Rate this Page

Mesh Admin TUI#

The Mesh Admin TUI (monarch-tui) is an interactive terminal client for inspecting live Monarch meshes. It connects to the mesh admin HTTP API and renders the full topology — hosts, processes, and actors — as a navigable tree with a contextual detail pane.

The TUI is included in the torchmonarch PyPI package. After pip install torchmonarch, the monarch-tui command is available on PATH.

Quick Start#

Start any Monarch application that spawns a MeshAdminAgent. The Dining Philosophers example is the easiest way to try it — five philosopher actors share chopsticks around a table, mediated by a waiter actor that prevents deadlock.

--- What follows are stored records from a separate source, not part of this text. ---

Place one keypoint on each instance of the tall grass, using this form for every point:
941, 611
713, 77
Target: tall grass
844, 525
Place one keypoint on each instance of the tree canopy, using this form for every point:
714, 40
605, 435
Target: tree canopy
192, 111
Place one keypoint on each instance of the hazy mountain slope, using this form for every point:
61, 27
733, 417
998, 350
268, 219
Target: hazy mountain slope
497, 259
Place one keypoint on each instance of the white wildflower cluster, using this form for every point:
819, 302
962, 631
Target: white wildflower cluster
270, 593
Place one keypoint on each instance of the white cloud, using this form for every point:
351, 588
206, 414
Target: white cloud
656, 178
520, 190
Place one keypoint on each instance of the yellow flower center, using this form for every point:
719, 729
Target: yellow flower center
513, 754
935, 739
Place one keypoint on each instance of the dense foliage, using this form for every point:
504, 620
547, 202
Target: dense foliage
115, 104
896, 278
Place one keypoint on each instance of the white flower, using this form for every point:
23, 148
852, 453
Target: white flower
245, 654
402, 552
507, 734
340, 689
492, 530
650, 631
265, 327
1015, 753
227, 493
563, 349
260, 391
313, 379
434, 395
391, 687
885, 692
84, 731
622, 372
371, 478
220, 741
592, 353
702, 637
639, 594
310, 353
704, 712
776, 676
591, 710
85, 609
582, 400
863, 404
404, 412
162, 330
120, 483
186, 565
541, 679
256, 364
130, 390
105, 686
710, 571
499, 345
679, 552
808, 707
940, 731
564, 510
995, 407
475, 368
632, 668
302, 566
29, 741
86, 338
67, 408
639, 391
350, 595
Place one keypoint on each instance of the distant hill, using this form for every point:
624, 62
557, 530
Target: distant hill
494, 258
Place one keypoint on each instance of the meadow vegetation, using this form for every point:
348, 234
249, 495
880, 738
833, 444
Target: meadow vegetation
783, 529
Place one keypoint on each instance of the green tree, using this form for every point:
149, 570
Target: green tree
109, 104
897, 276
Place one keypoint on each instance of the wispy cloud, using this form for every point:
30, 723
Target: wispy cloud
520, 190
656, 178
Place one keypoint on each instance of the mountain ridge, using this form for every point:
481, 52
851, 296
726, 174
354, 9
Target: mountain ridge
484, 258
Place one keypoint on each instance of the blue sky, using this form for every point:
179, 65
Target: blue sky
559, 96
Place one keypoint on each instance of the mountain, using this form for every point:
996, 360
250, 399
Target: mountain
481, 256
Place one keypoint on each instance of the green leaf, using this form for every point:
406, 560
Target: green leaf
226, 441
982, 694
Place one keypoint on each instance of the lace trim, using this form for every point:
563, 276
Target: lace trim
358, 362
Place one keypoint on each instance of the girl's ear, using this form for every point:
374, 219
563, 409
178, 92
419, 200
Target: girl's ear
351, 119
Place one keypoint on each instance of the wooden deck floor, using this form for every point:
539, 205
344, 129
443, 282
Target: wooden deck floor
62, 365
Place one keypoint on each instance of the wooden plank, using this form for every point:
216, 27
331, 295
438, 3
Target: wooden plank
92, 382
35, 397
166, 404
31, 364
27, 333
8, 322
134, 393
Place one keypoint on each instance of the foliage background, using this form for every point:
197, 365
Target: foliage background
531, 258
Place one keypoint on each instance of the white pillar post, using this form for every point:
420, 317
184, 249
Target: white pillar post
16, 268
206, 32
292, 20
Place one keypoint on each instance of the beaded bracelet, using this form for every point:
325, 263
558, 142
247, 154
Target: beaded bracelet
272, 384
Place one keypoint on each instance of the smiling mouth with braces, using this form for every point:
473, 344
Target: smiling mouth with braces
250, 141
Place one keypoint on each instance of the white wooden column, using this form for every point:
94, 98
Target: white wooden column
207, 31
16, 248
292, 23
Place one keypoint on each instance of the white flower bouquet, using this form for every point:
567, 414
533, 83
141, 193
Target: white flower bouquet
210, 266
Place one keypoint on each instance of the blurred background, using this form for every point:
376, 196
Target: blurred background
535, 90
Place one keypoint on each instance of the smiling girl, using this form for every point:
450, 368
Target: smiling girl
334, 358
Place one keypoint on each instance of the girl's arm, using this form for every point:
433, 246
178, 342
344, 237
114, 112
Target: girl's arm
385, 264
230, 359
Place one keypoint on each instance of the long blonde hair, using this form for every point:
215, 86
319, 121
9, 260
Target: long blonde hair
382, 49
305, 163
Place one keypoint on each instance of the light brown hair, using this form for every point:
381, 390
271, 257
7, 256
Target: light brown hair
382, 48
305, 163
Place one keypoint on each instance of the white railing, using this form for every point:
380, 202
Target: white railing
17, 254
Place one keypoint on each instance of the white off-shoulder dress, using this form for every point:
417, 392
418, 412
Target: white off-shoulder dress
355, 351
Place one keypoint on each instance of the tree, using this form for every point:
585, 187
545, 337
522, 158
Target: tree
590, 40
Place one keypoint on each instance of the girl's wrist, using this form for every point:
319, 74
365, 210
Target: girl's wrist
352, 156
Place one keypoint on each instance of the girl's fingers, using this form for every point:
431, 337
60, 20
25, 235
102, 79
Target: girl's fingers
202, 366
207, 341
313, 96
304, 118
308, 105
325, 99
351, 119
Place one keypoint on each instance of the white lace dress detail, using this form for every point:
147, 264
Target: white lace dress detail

Terminal 1 — start the example:

python python/examples/dining_philosophers.py

The example prints the admin server address on startup:

Mesh admin server listening on http://127.0.0.1:1729

Terminal 2 — attach the TUI:

monarch-tui --addr 127.0.0.1:1729

Topology Tree#

The main view is a split-pane layout: an expandable topology tree on the left showing hosts, processes, and actors, and a detail pane on the right with contextual information for the selected node.

Navigate with j/k, expand and collapse nodes with Tab. Selecting an actor shows its status, message count, processing time, last handler, and flight recorder events.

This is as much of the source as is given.